Malaysia set to take in 100 Syrian refugees next week




By P Prem Kumar

KUALA LUMPUR

Malaysia is due to take in 100 Syrian refugees next week as part of its commitment to accept 3,000 people from the war-torn country over the next three years, a deputy prime minister announced Saturday.

Malaysia's Ahmad Zahid Hamidi, who also serves as home minister, said the 100 Syrians consisting of 24 families currently at a refugee camp in Lebanon would be brought to capital Kuala Lumpur on May 28.

"They will arrive on three special flights at the Royal Malaysian Air Force base. Prime Minister [Najib Razak] would receive them," he said in a statement.

Hamidi added that officials from his ministry, including a police team, would depart for Beirut soon to carry out a security and health screening process before transporting the Syrians to Malaysia.

"We ensure that Malaysia will only bring in those with clean records in both health and security criteria,” he underlined. “They will be placed at a temporary housing in Shah Alam [in western Selangor state].”

In December, eight Syrians with family members living in Malaysia became the first group of refugee from the Middle Eastern country to arrive in the archipelago.

In October, premier Razak had announced to a United Nations General Assembly session in New York that Malaysia would open its doors to 3,000 Syrian migrants over the next three years to help with the refugee crisis caused by the ongoing war.

Five Syrian refugees families have arrived in Malaysia to date, all screened through the Advance Passenger Screening System with the cooperation of Interpol and the United Nations High Commissioner for Refugees (UNHCR).

Malaysia is expected to take in 1,000 Syrian refugees every year from 2016 to 2018.

Malaysia had earlier stressed its unwillingness to become party to the UN’s 1951 Convention relating to the Status of Refugees and its 1967 Protocol.

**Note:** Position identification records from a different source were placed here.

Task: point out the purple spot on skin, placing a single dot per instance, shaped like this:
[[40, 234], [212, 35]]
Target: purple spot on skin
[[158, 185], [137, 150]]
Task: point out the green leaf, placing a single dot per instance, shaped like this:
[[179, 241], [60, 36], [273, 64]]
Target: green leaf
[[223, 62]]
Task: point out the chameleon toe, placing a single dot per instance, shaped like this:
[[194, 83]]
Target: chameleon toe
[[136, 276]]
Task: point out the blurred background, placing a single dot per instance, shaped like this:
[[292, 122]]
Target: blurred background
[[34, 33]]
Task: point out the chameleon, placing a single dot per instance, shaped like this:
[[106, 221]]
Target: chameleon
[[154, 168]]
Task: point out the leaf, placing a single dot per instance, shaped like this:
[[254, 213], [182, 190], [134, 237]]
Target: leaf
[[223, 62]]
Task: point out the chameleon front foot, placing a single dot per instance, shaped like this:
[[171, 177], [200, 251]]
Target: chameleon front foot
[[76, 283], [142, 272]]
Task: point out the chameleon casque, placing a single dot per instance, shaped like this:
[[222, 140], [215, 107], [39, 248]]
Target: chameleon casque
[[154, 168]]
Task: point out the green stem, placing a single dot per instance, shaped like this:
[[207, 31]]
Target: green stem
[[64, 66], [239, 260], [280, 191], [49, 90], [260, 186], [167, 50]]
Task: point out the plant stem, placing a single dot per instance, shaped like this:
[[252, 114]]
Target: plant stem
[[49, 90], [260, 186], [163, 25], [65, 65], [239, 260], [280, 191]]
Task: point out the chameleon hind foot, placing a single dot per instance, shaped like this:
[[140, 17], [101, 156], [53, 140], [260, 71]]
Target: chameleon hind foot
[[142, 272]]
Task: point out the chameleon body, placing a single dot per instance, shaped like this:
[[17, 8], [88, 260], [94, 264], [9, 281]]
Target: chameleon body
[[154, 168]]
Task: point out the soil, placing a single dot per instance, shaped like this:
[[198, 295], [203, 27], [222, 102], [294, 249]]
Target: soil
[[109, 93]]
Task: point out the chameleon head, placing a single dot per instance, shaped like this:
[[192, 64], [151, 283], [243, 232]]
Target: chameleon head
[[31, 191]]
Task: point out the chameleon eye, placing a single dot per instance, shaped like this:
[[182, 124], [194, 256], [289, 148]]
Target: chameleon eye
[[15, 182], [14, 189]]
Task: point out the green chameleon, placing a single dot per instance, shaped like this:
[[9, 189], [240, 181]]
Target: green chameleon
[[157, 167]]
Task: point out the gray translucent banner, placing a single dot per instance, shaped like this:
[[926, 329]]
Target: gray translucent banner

The country has remained steadfast against inking the convention, while expressing its commitment to continue extending assistance to refugees from the Middle East and the Rohingya Muslim minority who fled Myanmar.

Malaysia currently hosts one of the largest urban refugee populations in the world.

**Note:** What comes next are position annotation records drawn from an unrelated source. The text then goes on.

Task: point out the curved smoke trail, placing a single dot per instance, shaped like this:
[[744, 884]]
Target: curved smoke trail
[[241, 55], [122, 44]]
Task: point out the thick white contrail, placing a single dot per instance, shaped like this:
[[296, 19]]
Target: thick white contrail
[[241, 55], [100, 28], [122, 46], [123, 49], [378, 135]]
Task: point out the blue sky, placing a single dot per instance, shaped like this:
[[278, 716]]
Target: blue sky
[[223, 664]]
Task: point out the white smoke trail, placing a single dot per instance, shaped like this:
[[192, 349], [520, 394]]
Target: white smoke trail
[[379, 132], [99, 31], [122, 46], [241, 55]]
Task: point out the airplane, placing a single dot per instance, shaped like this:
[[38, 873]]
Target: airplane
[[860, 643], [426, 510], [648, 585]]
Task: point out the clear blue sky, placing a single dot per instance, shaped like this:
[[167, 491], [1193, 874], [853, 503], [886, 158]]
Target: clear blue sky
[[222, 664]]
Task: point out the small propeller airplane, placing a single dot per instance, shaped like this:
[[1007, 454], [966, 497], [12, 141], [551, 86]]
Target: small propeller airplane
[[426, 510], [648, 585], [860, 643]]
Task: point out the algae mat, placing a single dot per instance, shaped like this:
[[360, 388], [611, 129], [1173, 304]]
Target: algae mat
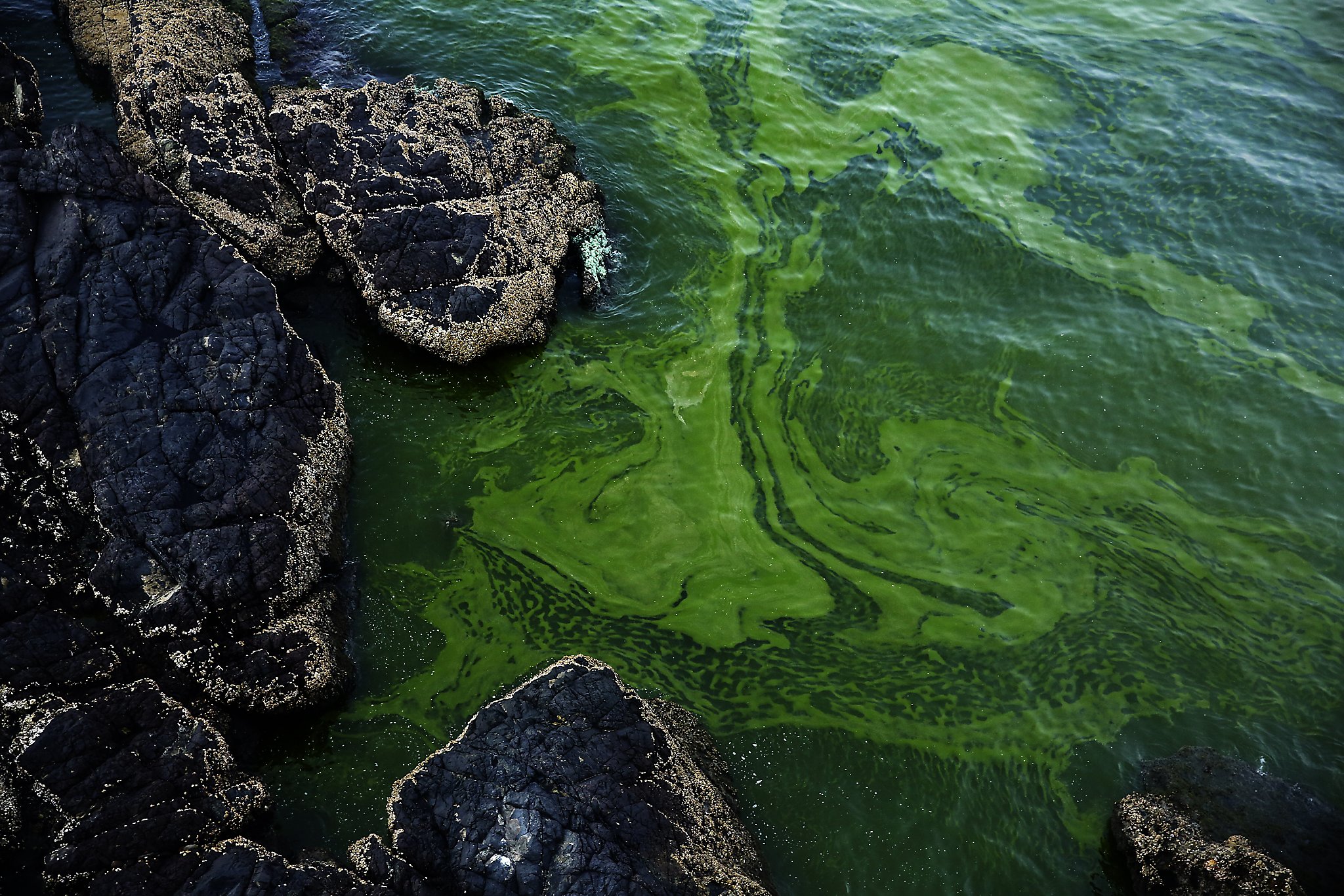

As of 2014, some 146,020 refugees and asylum seekers had been registered with the UNHCR in Malaysia -- with the vast majority, or some 135,000, being from Myanmar.

The three largest groups among those from Myanmar are ethnic Chin, Rohingya and other Muslims.

Syria has been locked in a vicious civil war since early 2011, when the Bashar al-Assad regime cracked down on pro-democracy protests with unexpected ferocity.

Since then, more than 250,000 people have been killed and more than 10 million displaced, according to UN figures.

Turkey, which has hosted 2.7 million Syrians since April 2011, shelters more refugees than any other country in the world, according to the UNHCR.